Ишь чего захотелось ему! Кто же он сам-то, этот Валерий? От чьего имени он разговаривает со мной?.. А может, он и есть представитель подпольного центра?
— Я жду, — говорит он. Пробую иронизировать:
— Тебя номер интересует или имя и фамилия?
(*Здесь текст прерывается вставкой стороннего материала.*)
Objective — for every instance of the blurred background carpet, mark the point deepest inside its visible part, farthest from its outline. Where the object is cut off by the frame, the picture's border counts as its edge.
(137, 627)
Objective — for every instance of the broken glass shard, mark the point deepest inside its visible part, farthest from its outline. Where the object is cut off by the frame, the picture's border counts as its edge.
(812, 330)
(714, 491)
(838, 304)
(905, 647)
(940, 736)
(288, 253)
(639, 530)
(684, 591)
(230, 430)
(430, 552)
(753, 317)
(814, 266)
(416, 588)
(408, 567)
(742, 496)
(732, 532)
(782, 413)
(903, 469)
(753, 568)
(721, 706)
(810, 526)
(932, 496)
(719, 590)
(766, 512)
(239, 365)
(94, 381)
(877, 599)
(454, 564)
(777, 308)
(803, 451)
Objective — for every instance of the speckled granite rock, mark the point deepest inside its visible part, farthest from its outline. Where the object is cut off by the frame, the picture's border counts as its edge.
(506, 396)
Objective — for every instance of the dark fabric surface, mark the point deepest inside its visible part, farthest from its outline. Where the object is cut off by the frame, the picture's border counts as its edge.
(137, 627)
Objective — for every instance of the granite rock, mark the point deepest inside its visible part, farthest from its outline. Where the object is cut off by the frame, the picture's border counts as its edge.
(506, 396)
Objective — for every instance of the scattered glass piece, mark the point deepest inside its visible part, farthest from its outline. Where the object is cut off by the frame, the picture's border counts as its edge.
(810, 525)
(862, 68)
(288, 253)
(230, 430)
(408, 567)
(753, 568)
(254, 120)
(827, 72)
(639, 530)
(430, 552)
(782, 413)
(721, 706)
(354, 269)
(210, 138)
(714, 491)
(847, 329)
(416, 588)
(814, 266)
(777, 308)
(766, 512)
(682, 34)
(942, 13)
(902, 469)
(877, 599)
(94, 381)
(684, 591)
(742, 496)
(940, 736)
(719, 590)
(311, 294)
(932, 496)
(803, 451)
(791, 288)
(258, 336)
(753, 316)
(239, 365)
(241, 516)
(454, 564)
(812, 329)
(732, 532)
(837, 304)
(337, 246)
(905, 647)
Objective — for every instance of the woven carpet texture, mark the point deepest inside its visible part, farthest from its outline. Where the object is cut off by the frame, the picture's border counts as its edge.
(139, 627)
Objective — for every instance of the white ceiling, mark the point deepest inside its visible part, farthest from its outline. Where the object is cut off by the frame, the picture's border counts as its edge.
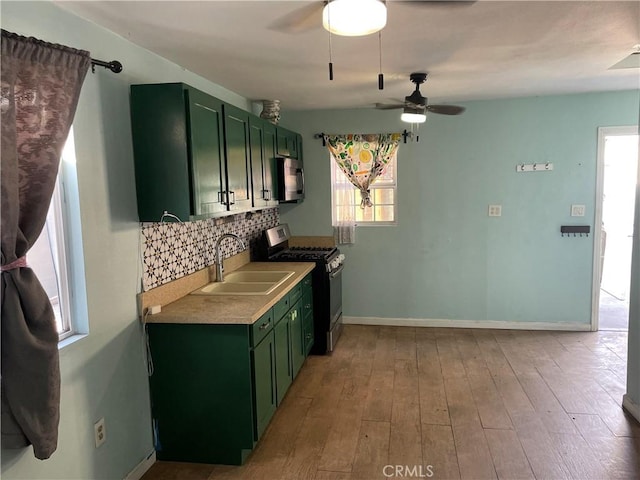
(488, 49)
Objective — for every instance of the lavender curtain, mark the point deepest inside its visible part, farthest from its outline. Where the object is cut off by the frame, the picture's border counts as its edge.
(39, 90)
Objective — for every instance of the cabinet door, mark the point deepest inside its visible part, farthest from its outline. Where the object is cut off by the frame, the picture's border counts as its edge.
(264, 387)
(297, 341)
(206, 142)
(236, 129)
(284, 368)
(159, 134)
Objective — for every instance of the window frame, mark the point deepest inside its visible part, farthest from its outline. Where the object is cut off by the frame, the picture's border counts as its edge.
(380, 184)
(65, 251)
(57, 216)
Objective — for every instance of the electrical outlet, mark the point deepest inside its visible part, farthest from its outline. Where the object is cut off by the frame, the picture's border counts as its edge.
(100, 432)
(577, 210)
(495, 210)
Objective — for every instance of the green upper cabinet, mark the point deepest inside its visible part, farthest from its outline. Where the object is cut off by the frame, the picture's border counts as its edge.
(178, 150)
(236, 132)
(287, 143)
(196, 156)
(262, 139)
(207, 165)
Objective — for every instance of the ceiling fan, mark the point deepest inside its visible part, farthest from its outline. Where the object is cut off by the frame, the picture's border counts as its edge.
(415, 105)
(313, 14)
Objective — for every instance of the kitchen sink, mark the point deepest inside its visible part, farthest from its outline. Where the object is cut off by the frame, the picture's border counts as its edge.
(245, 283)
(256, 276)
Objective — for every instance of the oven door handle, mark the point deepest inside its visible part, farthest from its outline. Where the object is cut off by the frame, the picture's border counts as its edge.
(337, 272)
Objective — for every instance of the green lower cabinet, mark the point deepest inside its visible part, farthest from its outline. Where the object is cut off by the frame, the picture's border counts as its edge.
(215, 388)
(263, 364)
(284, 368)
(297, 342)
(202, 391)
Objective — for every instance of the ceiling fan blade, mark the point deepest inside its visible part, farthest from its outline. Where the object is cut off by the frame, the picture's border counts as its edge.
(389, 106)
(300, 20)
(445, 109)
(436, 3)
Я окончательно успокоился.
— Меня интересует, кто из новеньких толкает вас, дурачков, на самоубийство.
— Совесть, — отвечаю я. — Обыкновенная человеческая совесть.
— Ладно, — говорит Валерий. — Сейчас будет отбой… Поразмысли хорошенько над тем, что я тебе сказал.
Неожиданно он крепко пожимает мне руку и, не оглядываясь, скрывается в одном из переулков.
Я долго не могу уснуть. Ворочаюсь с боку на бок, слышу шаги эсэсовцев на пустынном аппельплаце, вижу в окно багровый язык пламени над трубой крематория, и думаю, думаю…
Я не попаду в него. Я не стану этим огнем. Я не провалился: просто Янсен рассказал обо мне Ивану Ивановичу, а тот, вероятно, Валерию. Валерий связан с Леонидом Дичко. А Дичко хранит орден Красного Знамени Зимодры, он настоящий советский человек. И Янсен: он тоже дружит с Дичко. И Иван Иванович, раз он заодно с Янсеном. Это, конечно, о них говорил Валерий «мы»…
Я гляжу на Савостина. На его лице — красноватый отсвет крематорского огня. Он спит, мой друг Володя Савостин. Спи, Володя. Мы не провалились.